9. Local swelling is a chemical inflammation and resolves spontaneously without the use of antibiotics. Antibiotics are not indicated routinely for local swelling, except in the presence of secondary sepsis or prophylactically after surgical interventions. Hemorrhagic blisters, when present, can be left alone or punctured with a sterile needle when local pressure is an issue, particularly in the fingers and toes in children. Inappropriate surgical interventions with the misdiagnosis of gangrene can lead to unnecessary extensive surgical debridement of tissue. This diagnostic pit fall can easily be avoided by careful examination of the bite site and attention to detail. It will then be clearly discernible that it is the black color imparted by altered blood underlying the thin layer of skin epithelium that has given a wrong notion of gangrene.
10. Currently available antivenom is not effective for hump nosed viper bite and should not be used, whatever the severity of envenomation. Supportive and symptomatic therapy is what is usually available, apart from hemodialysis for those with AKI.
11. FFP used early at the inception of coagulopathy for all those few who develop coagulopathy could be a useful option to save lives, prevent AKI and obviate the need for hemodialysis.

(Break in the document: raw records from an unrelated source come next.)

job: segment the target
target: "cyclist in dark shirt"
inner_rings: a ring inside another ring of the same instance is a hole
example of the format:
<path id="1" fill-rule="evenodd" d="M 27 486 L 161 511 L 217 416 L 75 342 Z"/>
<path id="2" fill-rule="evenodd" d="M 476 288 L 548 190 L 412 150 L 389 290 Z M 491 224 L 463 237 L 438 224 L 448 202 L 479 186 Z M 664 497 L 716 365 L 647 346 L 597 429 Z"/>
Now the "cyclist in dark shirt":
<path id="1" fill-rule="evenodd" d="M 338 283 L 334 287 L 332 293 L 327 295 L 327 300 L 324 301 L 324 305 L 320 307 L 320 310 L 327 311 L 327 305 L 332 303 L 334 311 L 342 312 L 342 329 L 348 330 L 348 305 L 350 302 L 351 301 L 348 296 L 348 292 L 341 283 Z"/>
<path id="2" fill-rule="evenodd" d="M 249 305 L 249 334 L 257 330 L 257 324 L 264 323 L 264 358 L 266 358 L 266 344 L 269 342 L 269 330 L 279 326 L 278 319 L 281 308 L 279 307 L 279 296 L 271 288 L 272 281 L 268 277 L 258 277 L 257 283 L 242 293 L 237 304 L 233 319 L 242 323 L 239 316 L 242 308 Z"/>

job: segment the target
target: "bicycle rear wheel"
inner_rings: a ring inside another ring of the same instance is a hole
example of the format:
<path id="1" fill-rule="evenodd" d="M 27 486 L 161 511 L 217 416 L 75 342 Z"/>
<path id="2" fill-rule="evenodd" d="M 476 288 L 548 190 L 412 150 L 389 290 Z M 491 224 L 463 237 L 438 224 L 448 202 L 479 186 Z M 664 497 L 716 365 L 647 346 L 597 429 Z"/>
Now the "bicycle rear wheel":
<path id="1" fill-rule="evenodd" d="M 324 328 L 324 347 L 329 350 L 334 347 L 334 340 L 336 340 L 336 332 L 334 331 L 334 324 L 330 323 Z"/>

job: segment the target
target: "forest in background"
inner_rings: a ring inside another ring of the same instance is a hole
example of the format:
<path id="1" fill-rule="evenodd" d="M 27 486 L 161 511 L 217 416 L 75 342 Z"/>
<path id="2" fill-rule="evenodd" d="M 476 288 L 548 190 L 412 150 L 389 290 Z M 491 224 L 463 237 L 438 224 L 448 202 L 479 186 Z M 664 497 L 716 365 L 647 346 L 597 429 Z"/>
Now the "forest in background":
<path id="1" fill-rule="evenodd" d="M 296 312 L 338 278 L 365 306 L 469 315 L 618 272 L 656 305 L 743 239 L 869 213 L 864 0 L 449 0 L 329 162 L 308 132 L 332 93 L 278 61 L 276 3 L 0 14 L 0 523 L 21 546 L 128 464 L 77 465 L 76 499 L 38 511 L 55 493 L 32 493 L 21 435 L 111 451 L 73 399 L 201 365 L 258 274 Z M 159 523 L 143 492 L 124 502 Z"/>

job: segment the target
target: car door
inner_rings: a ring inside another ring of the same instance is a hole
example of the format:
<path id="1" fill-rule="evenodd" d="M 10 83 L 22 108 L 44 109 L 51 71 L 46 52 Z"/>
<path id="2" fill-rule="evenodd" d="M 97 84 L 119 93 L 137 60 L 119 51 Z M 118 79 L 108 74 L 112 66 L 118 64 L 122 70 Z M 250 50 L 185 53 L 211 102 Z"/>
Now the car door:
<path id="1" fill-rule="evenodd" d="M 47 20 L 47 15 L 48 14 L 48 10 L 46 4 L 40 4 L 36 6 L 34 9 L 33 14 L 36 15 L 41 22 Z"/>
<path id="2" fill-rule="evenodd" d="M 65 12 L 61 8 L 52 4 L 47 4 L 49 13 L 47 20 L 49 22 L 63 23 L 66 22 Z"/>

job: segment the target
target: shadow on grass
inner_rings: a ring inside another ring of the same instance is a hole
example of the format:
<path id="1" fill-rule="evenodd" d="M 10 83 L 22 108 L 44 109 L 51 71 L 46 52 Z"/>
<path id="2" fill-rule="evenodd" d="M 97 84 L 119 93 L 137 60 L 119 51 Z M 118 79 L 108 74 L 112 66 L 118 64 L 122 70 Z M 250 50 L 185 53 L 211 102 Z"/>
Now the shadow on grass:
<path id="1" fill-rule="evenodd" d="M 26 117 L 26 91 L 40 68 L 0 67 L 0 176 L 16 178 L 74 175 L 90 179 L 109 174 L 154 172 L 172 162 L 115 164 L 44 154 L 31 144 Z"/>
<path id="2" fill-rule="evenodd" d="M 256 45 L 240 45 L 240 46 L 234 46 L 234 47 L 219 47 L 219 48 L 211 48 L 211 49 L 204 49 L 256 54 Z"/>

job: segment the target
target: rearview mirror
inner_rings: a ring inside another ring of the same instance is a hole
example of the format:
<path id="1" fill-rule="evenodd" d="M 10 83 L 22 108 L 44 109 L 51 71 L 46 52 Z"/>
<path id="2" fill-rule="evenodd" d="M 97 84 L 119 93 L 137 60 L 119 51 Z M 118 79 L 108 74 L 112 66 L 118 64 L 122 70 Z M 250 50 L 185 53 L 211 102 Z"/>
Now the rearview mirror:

1. Determine the precise mechanisms implicated in AKI. Such insight could provide targeted interventions to prevent renal injury.
2. Our understanding of the haemostatic disturbances after humpnosed viper bite is rather nebulous. Detailed investigations directed at all points of the clotting cascade could yield accurate information with therapeutic implications.
3. Antivenom with specific activity against hump-nosed viper is urgently needed. This need was first highlighted by me in 1997, but sadly to date, no such antivenom exists . Many futile attempts have been made by independent investigators over the years to meet this need. Progress had been hampered not only by the poor venom yield of this small snake, but also by bureaucracy and red tape attended with the export of venom to centres outside Sri Lanka, with the technological capabilities of antivenom manufacture. Current attempts to develop species specific antivenom by international collaboration needs to be pursued vigorously .
I thank all the junior physicians, nursing and paramedical staff who worked with me at Anuradhapura, Avissawella, Colombo North and Colombo South hospitals, and at the National hospital of Sri Lanka for supporting me in all these studies and data collection. I am extremely thankful to the thousands of patients who participated in these studies, without whom none of this work would have been possible.